Reporter 459, 20 November 2000

In the news

According to a new study, the fuel crisis saved lives by cutting the numbers of cars on the road. A fifth of drivers left their cars at home during the week-long petrol panic in September. Both the Times and the Yorkshire Post quoted Professor Chris Nash from the Institute for Transport Studies, who said: "The reduction in congestion, pollutions and accidents provided clear evidence of the benefits of significantly reducing road traffic in cities."

David Gauntlett of the Institute of Communications Studies was a panellist on Radio 4’s The Message. In a discussion about whether the Disney Channel was much more healthy for children than other TV channels, as its chief executive had suggested, he argued that there is no evidence which links children’s behaviour with violent TV programmes. According to Dr Gauntlett, Disney’s claims were "little more than cynical marketing in order to promote more of their plastic merchandise."

Dr Jim Thornton was featured in the Yorkshire Evening Post giving his views on the contraceptive pill. The gynaecologist wants the pill to be sold over the counter with no medical intervention to help reduce the UK’s rate of teenage pregnancy, which is the highest in Europe. Dr Thornton said the dangers of the pill were much less than the dangers of pregnancy, especially for teenagers.

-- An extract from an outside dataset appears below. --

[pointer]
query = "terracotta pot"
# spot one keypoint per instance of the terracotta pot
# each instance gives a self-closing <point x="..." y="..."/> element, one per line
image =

A 10-inch plant-eating lizard has been identified as the earliest known animal to stand upright and walk on two legs. Professor McNeil Alexander from the School of Biology was up early to comment on BBC Breakfast News and BBC News 24 about this finding. He said: "It is extraordinary to find an animal from before the time of the dinosaurs that was not only a biped, but seems to have walked in the elegant way that we thought was exclusive to dinosaurs, birds and ourselves."

Peter Noble was in the Guardian speaking up for the medical school. Leeds missed automatic re-inspection by one point, after assessors concluded that ‘significant improvement’ could be made to teaching. But Mr Noble, general manager of the school, said the assessment was based on the old curriculum and ‘doesn’t reflect the situation now.’

Professor John Altringham from the School of Biology was featured on BBC Look North in the first of a series called ‘Walk on the wild side’. The programme followed his work identifying bat hibernation sites in the caves and disused mines of the Dales and the North Yorkshire moors.

Dr Michael Robinson has received extensive coverage for his research into sexism and ageism in healthcare. Dr Robinson, of the Nuffield Institute for Health, appeared on the Sky News Sunrise programme and was also mentioned on Radio 4 following his report that women are 75 percent more likely to die on hospital wards than men.